If you want to solve it in one line you can just do:
dct={k:v for x in inp for k,v in x.items()}
With using Chain Map:
from collections import ChainMap
inp = [{1: 100}, {3: 200}, {8: 300}]
data = dict(ChainMap(*inp))
What you want is reduce, not map. map creates a sequence by applying a function to each element of the given sequence, whereas reduce accumulates an object over the sequence.
from functools import reduce
inp = [{1:100}, {3:200}, {8:300}]
dct = {}
reduce(lambda d1, d2: (d1.update(d2) or d1), inp, dct)
{1: 100, 3: 200, 8: 300}
This lambda part may look tricky.
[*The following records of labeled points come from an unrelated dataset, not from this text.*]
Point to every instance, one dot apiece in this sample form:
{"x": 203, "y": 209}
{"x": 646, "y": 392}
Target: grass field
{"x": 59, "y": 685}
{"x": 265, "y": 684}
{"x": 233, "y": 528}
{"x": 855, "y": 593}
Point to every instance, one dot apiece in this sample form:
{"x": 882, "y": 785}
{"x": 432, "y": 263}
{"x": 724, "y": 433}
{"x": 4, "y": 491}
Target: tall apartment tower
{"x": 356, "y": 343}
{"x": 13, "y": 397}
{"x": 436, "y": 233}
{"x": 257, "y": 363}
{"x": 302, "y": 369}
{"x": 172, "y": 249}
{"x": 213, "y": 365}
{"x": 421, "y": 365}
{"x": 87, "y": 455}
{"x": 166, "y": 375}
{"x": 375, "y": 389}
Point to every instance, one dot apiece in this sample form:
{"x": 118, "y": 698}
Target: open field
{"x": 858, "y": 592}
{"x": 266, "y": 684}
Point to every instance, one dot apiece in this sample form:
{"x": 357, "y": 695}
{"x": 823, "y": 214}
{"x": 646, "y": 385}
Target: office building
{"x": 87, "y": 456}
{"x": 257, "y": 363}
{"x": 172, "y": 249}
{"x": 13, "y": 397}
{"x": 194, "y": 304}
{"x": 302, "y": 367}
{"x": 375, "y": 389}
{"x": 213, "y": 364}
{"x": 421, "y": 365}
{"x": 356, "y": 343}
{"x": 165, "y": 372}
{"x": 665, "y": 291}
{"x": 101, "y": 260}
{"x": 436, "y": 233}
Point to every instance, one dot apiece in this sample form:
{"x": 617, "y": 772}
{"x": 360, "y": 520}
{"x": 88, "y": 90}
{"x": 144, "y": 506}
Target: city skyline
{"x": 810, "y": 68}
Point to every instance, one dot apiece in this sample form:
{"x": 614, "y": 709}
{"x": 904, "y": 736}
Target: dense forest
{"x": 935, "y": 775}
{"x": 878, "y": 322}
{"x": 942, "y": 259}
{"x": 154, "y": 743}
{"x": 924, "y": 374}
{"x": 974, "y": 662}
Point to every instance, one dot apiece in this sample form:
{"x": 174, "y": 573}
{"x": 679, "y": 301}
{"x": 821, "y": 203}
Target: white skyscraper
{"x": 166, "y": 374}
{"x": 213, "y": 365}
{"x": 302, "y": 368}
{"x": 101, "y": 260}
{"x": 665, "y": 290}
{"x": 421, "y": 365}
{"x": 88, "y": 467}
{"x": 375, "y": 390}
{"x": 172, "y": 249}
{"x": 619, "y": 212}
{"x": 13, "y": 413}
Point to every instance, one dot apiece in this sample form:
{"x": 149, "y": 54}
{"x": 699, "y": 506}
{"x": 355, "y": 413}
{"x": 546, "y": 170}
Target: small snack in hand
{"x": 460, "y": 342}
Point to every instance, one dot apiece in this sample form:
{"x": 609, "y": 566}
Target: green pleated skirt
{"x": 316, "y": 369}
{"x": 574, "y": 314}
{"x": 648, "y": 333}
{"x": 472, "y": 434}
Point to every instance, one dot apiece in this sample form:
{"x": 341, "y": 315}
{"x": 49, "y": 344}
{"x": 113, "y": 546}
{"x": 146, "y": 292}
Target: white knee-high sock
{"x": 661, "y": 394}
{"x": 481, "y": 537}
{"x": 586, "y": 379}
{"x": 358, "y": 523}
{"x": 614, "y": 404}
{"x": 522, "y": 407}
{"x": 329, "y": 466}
What this does is to create a function that updates a dict and returns the dictionary itself. This is because reduce expects the accumulating function returns the updated object while dict.update() returns None. Since None is interpreted as False, the or operator returns the second variable, which is the updated dictionary.
This or trick is credited to @kostya-goloveshko in this thread: Why doesn't a python dict.update() return the object?